A particle of mass \(m\) on the Earth’s surface is confined to move on the quadratic curve \(y=ax^2\) where \(y\) is up. Find the Lagrangian of the particle, the equation of motion and the solution for small oscillations.
The kinetic energy is
\( K.E. = \dfrac {1}{2} m(\dot x^2 + \dot y^2) \)
The potential energy is
\( P.E. = mgy\)
The Lagrangian is
\( \mathscr L = \dfrac {1}{2} m(\dot x^2 + \dot y^2) - mgy \)
We can eliminate \(y\) with the change of variables
\( y = ax^2 \)
\( \dot y = 2ax \dot x \rightarrow \dot y^2 = 4a^2x^2 \dot x^2 \)
The Lagrangian can be re-written as
\( \mathscr L = \dfrac {1}{2} m\dot x^2(1 + 4a^2x^2) - mgax^2 \)
To find the equation of motion we find the derivatives
\( \dfrac{\partial \mathscr L}{\partial \dot x} = m\dot x(1 + 4a^2x^2) \)
\( \dfrac {d}{dt} \dfrac{\partial \mathscr L}{\partial \dot x} = m\ddot x (1 + 4a^2x^2) + 8ma^2x\dot x^2 \)

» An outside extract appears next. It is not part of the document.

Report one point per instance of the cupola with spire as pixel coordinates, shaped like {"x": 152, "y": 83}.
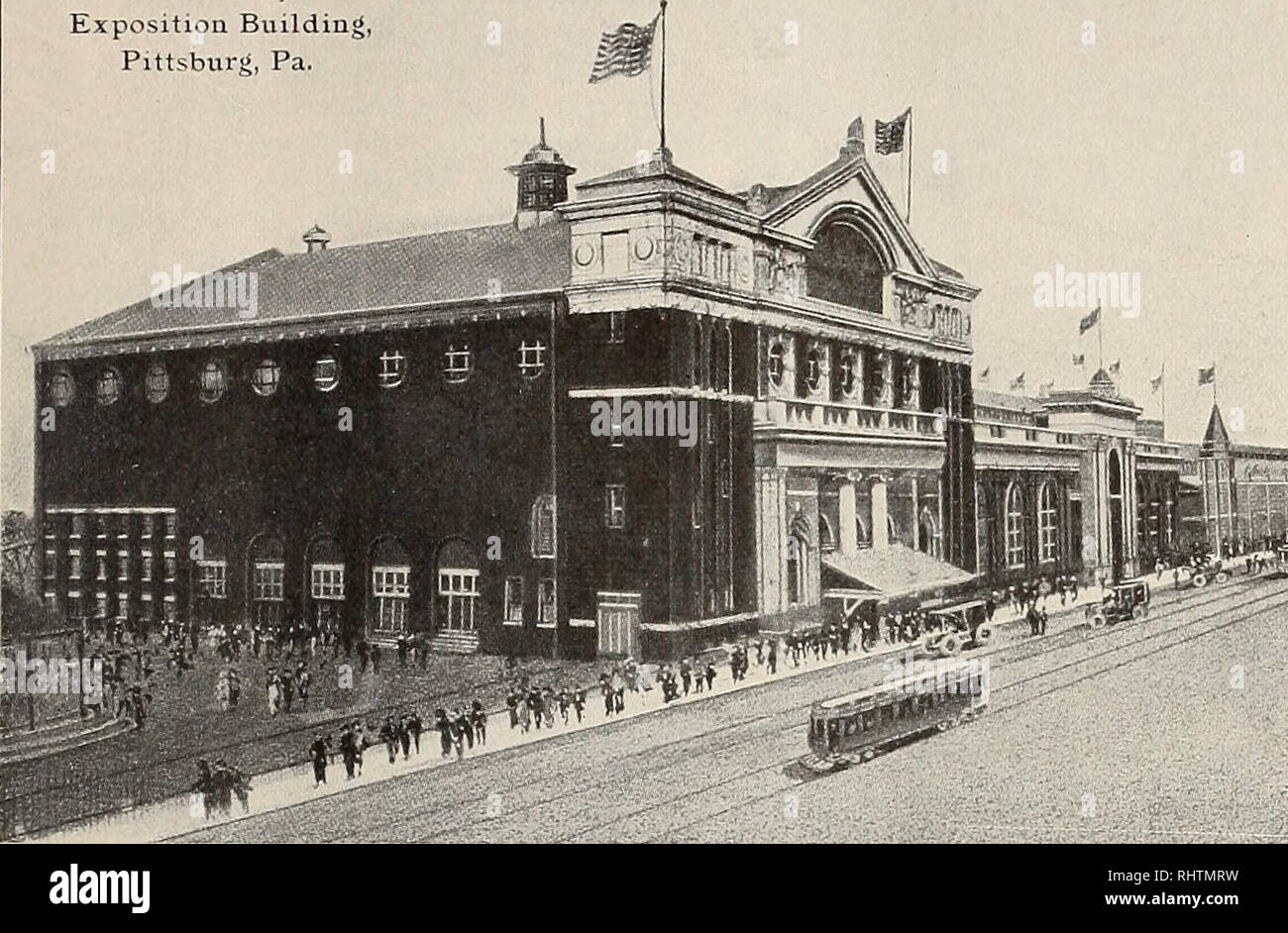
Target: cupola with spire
{"x": 316, "y": 239}
{"x": 542, "y": 183}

\( \dfrac{\partial \mathscr L}{\partial x} = 4ma^2x\dot x^2 - 2mgax \)
The equation of motion is
\( m\ddot x (1 + 4a^2x^2) + 8ma^2x\dot x^2 = 4ma^2x\dot x^2 - 2mgax \)
We can rearrange the equation as follows
\( \ddot x (1 + 4a^2x^2) + 4a^2x\dot x^2 + 2gax = 0 \)
In the case of small oscillations we ignore second or higher order terms and the equation becomes
\( \ddot x + 2gax = 0 \)
The solution to this simplified equation is the familiar simple harmonic oscillator
\( x = Acos(\omega t + \phi) \)
Where \( \omega = \sqrt{2ga} \)